В темноте машины Роза почувствовала себя лучше. Слезы и саке меняли город, придавая ему новую текстуру, патину ртутного зеркала.
– Что было труднее всего? – спросила она.
Он не ответил, и она решила, что допустила бестактность.
– Простите, – сказала она, – это было бестактно.
Он отрицательно покачал головой:
– Я подыскиваю верные слова.
Голос его звучал как-то издалека, приглушенно.
– Сначала отсутствие, – снова заговорил он. – Потом долг и крест быть счастливым без Клары.
– Долг? – повторила Роза. – Перед вашей дочерью?
– Нет, – сказал он, – перед собой.
Она замолчала в смятении.
– Чувствуешь, что больше не говоришь на одном языке с остальными. И понимаешь, что это язык любви.
– Я никогда на нем не говорила, – сказала она.
– Почему вы так думаете?
– Потому что считаю, что нельзя что-то дать, ничего не получив, точно так же, как не верю в этот вздор о том, что способность давать возвращает к жизни. Иначе какой смысл давать, если ты уже умер?
– Вы начинаете понимать природу его жертвы, – ответил он.
– Весь этот фарс бесполезен, – заявила она.
Машина остановилась на улочке в центре города. Они поднялись по наружной лестнице на последний этаж небольшого унылого бетонного строения и попали в зал с большими застекленными проемами, выходящими на восточные горы. Вдоль всего помещения тянулась барная стойка, но обстановка из матовых, словно песчаных перегородок и светлого дуба скрадывалась роскошью гор, открываясь в таинства ночи, в туманную поэму хребтов. В баре никого не было. Когда они усаживались, из неприметной двери справа появилась молодая японка.

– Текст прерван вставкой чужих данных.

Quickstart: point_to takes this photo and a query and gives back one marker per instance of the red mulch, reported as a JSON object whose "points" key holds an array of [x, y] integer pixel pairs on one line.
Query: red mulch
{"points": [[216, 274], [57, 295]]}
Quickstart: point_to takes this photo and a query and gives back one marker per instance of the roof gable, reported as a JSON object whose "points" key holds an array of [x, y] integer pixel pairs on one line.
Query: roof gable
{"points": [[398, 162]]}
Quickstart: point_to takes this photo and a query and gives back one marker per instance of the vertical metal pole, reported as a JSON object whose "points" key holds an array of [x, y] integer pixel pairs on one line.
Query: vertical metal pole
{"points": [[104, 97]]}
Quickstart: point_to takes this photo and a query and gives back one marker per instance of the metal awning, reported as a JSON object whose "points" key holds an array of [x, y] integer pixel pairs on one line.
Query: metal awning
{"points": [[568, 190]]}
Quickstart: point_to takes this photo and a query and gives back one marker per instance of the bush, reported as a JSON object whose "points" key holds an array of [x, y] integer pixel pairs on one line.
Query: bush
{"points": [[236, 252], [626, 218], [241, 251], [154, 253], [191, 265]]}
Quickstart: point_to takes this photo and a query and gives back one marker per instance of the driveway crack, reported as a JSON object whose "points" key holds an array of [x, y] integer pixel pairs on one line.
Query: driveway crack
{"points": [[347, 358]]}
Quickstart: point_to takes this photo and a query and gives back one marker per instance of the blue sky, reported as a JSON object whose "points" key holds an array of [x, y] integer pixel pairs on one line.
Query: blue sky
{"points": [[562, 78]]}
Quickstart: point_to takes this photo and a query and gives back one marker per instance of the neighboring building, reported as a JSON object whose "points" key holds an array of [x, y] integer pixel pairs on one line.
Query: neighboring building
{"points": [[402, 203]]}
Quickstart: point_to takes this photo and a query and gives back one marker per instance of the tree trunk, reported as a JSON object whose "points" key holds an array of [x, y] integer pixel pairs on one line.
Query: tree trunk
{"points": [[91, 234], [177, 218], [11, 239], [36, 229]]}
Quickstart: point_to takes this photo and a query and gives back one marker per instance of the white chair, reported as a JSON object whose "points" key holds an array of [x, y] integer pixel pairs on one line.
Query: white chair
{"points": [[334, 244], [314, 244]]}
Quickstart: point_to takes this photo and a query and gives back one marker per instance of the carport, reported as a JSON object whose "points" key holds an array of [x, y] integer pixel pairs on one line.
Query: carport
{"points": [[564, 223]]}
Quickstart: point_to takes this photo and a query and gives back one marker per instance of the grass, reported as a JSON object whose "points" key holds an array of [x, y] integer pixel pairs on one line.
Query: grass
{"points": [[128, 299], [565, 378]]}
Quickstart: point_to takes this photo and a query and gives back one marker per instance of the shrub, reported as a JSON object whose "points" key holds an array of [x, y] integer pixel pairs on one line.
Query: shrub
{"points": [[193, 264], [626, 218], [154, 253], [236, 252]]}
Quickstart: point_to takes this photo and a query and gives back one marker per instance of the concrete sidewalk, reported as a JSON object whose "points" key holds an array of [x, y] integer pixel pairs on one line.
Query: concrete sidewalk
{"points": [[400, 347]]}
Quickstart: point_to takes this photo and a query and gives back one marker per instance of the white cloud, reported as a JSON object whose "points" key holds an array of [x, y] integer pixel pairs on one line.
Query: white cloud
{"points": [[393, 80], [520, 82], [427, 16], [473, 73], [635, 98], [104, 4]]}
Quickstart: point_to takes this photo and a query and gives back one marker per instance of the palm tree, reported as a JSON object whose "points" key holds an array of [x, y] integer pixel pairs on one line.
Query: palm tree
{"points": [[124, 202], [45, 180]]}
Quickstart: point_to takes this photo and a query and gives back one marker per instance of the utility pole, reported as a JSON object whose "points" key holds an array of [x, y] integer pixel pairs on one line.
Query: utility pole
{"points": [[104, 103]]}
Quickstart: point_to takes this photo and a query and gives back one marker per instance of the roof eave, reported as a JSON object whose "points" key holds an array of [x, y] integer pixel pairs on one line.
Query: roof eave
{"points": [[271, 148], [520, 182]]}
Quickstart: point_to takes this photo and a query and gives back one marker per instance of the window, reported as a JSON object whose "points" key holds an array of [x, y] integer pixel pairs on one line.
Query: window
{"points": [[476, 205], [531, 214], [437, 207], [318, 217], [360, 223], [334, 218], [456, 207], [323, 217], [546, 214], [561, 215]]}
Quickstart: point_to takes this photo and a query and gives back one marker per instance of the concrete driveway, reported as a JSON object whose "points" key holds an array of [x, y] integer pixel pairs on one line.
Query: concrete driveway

– Саке? – спросил Поль Розу.
Она кивнула:
– Мне хочется выпить.
– И не вам одной.
Она почувствовала благодарность за неожиданное сопричастие, расслабилась. После первой выпитой в молчании чашечки он заказал еще, и ее потянуло на разговор.
– Где ваша дочь?
– На острове Садогасима, в Японском море, с подругой, – ответил он. – Они там разгуливают повсюду целыми днями, сегодня она сказала мне, что забыла свой бэнто[42] в корзинке велосипеда, а ворона утащила его, но больше всего ее возмутило, что никто не приготовил бэнто для вороны.
Нежность в его голосе, возникшие в ее воображении картины, рассказ про ворону причинили Розе боль.
– Почему вы решили учить японский?
– Потому что его учила Клара.
Внезапно она почувствовала, что протрезвела, хотела что-то сказать, чтобы опьянение вернулось, но дверь открылась, и кто-то с шумными возгласами ввалился в бар. Поль обернулся и заулыбался. Вошедший – старый японец, морщинистый, как черепаха, – был пьян в стельку. На голове у него было нечто вроде твидового борсалино[43] с продавленной тульей и какими-то нашивками. Одна пола рубашки вылезала из штанов. Льняной пиджак явно видал виды. Заметив их, он в знак ликования воздел руки к небу и растянулся на полу. Поль предупредительно помог ему подняться, тот разразился потоком веселых слов и сразу же устремился к стойке.
– Кейсукэ Сибата, художник, поэт, каллиграф и гончар, – сообщил Поль Розе.
И алкаш, подумала она. Кейсукэ Сибата склонился к ней и в упор принялся разглядывать ее, дыша в лицо перегаром саке. Поль мягко потянул его назад и усадил на табурет.